La IAPP ci offre anche un’utile panoramica di quanto la professione ed il settore siano mutati, e di come ci si aspetta ancora cambieranno, in relazione all’attuale emergenza epidemiologica. Il report, inoltre, riporta dati di assoluto rilievo che riguardano, inter alia, le richieste di esercizio dei diritti degli interessati e l’impiego di fornitori per il trattamento di dati personali.

Come evidenziato dagli stessi compilatori del report, le funzioni ed i professionisti della privacy continuano ad essere coinvolti in un (oserei dire cruciale) processo di crescita a 360 gradi. È questa una tendenza che fa piacere registrare e rispetto alla quale non può che augurarcisi ulteriori passi in avanti.

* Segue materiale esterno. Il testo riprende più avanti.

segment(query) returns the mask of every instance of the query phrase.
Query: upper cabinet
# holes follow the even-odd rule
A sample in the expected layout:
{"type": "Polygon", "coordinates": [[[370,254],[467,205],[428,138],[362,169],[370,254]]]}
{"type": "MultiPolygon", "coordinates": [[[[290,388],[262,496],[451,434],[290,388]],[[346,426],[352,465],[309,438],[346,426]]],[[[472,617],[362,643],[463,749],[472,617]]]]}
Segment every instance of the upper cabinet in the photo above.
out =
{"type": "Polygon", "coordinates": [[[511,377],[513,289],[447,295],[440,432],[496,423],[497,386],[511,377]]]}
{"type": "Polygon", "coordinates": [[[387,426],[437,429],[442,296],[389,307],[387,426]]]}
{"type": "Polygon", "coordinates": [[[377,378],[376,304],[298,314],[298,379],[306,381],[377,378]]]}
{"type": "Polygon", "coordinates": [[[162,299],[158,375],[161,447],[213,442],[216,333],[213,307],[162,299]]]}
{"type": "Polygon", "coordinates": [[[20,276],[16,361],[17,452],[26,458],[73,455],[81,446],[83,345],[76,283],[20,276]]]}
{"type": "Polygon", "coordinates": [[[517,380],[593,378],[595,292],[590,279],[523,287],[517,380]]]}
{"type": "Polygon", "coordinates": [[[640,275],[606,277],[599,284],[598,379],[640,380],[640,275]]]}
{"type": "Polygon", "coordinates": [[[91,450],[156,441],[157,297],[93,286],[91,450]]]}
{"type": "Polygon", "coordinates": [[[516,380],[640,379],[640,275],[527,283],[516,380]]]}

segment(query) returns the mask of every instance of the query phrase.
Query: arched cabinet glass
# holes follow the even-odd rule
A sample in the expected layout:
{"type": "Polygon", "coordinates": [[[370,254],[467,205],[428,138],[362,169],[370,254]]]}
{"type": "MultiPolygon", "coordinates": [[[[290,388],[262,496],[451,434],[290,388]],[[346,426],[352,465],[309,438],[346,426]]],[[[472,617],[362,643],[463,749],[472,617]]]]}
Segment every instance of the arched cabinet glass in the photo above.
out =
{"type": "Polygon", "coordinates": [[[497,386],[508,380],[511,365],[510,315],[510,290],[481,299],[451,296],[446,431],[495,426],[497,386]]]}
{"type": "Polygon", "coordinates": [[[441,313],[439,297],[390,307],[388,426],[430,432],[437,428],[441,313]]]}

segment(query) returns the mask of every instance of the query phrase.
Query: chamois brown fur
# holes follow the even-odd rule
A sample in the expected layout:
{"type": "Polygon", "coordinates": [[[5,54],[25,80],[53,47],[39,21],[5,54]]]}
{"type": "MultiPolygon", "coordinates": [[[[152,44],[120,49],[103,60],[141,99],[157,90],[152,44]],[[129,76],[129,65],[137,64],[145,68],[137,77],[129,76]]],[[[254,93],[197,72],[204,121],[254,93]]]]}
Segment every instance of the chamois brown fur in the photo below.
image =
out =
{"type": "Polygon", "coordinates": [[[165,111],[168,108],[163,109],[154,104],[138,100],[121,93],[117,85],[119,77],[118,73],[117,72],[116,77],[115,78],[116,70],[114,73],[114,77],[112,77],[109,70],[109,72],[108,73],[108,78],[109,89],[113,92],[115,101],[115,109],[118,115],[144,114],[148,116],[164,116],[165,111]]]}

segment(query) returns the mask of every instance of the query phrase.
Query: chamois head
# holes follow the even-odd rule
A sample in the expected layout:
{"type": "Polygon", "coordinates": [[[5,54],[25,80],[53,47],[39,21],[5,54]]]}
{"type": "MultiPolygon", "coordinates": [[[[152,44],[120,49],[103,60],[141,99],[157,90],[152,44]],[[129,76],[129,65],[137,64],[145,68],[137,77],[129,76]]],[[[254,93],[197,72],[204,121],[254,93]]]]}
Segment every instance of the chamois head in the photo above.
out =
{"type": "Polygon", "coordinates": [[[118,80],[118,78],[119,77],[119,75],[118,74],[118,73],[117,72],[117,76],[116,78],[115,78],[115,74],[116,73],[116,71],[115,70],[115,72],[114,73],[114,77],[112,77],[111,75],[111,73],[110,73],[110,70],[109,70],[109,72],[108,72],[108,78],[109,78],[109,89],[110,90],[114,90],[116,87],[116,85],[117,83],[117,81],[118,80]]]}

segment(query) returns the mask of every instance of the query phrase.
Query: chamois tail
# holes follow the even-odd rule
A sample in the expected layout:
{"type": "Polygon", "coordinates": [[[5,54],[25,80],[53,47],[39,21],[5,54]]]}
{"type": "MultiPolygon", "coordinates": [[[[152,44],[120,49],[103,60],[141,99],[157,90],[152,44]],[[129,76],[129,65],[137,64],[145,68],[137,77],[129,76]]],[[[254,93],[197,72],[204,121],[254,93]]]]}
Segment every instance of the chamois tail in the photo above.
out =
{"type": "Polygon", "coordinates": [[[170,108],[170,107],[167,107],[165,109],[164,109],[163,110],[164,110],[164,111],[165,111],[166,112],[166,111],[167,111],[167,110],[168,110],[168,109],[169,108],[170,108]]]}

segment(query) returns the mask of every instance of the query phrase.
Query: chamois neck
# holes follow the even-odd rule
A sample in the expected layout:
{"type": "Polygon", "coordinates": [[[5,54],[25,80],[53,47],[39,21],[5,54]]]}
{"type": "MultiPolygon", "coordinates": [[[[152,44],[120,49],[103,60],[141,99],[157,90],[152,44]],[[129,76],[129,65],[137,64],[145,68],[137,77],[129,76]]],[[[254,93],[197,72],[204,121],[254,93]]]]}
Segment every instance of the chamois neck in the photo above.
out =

Come Country Leader per l’Italia di IAPP e componente del Board of Directors globale, grazie anche alla ammirevole dedizione e competenza dei professionisti che compongono i KnowledgeNet Chapters di Roma e Milano nel creare eventi e relazioni di grandissimo valore, sono testimone ogni giorno delle nuove sfide che costellano questo mondo e dell’interesse crescente che aziende e professionisti vi ripongono. Un dato che rileviamo anche in sede di preparazione e successivo conseguimento delle diverse certificazioni che la IAPP propone ai suoi numerosissimi soci (si tratta del CIPP/E, del CIPM e del CIPT). Sono queste prove decisive del fatto che tanto la partecipazione ad un network di membri diffuso in tutto il mondo quanto l’accreditamento presso uno dei programmi di certificazione maggiormente specializzanti in questa materia a livello internazionale sono occasioni da cogliere per giungere preparati a ciò che il futuro della privacy è destinato a riservarci.